Every document in a collection of similar PDF files contains an area with a text that should be searched. The goal is to detect, whether the area lying at the bottom right corner of the page contains specified text.
iText library provides a few classes suitable for text extraction. For example SimpleTextExtractionStrategy
, LocationTextExtractionStrategy
or PdfTextExtractor
. Unfortunately none of these allows to specify an area where the text should be searched for. These classes usually return all texts on a page mixed together into one big string.
This can be overcome by implementing RenderListener
interface to collect texts from specific area of a PDF page.

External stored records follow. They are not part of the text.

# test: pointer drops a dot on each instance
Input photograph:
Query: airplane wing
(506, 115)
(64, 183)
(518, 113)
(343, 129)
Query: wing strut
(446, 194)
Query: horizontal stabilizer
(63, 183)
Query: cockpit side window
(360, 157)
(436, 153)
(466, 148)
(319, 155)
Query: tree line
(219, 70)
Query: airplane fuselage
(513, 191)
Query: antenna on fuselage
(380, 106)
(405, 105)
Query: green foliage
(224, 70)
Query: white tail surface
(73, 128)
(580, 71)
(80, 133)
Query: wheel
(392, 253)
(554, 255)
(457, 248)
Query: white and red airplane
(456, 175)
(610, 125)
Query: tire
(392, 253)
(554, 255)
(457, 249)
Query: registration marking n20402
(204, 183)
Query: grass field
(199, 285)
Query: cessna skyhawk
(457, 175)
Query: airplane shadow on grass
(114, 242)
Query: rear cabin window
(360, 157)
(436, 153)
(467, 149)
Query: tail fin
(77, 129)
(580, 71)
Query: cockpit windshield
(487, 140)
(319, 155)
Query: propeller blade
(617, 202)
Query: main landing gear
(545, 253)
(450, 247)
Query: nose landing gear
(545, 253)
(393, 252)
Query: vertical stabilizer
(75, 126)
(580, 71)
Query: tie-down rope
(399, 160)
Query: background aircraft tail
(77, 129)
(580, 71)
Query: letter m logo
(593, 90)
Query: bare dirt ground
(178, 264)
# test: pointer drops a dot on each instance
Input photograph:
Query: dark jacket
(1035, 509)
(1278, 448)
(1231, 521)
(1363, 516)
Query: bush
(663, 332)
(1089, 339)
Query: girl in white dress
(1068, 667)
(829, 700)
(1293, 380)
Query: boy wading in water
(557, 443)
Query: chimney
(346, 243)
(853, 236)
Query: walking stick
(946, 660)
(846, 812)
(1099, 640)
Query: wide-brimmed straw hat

The listener can be passed into iText document parser's content processor that goes through all text objects on a page.
public static class TextCollector implements RenderListener {
private static final float BOX_WIDTH = 200;
private static final float BOX_HEIGHT = 100;
private final Rectangle pageSize;
private final Set<String> collectedTexts = new HashSet();
public TextCollector(Rectangle pageSize) {
this.pageSize = pageSize;
}
@Override
public void beginTextBlock() {
}
@Override
public void renderText(TextRenderInfo renderInfo) {
LineSegment baseLine = renderInfo.getBaseline();
Vector startPoint = baseLine.getStartPoint();
// Collect all texts in a box at the bottom right corner of the page.
// The bottom left corner of the page is page's origin (0, 0).
if (startPoint.get(0) > pageSize.getWidth() - BOX_WIDTH && startPoint.get(1) < BOX_HEIGHT) {
collectedTexts.add(renderInfo.getText());
}
}
@Override
public void endTextBlock() {
}
@Override
public void renderImage(ImageRenderInfo renderInfo) {
}
public Set<String> getCollectedTexts() {
return collectedTexts;
}
}
The collector should be then called for every page of a PDF document.
public boolean findTextInPdf(PdfReaderContentParser parser, String text) {
for (int pageNo = 1; pageNo <= reader.getNumberOfPages(); pageNo++) {
TextCollector textCollector = parser.processContent(pageNo, new TextCollector(reader.getPageSize(pageNo)));
if (Set<String> collectedTexts = textCollector.getCollectedTexts()) {
return collectedTexts.contains(text);
}
}
return false;
}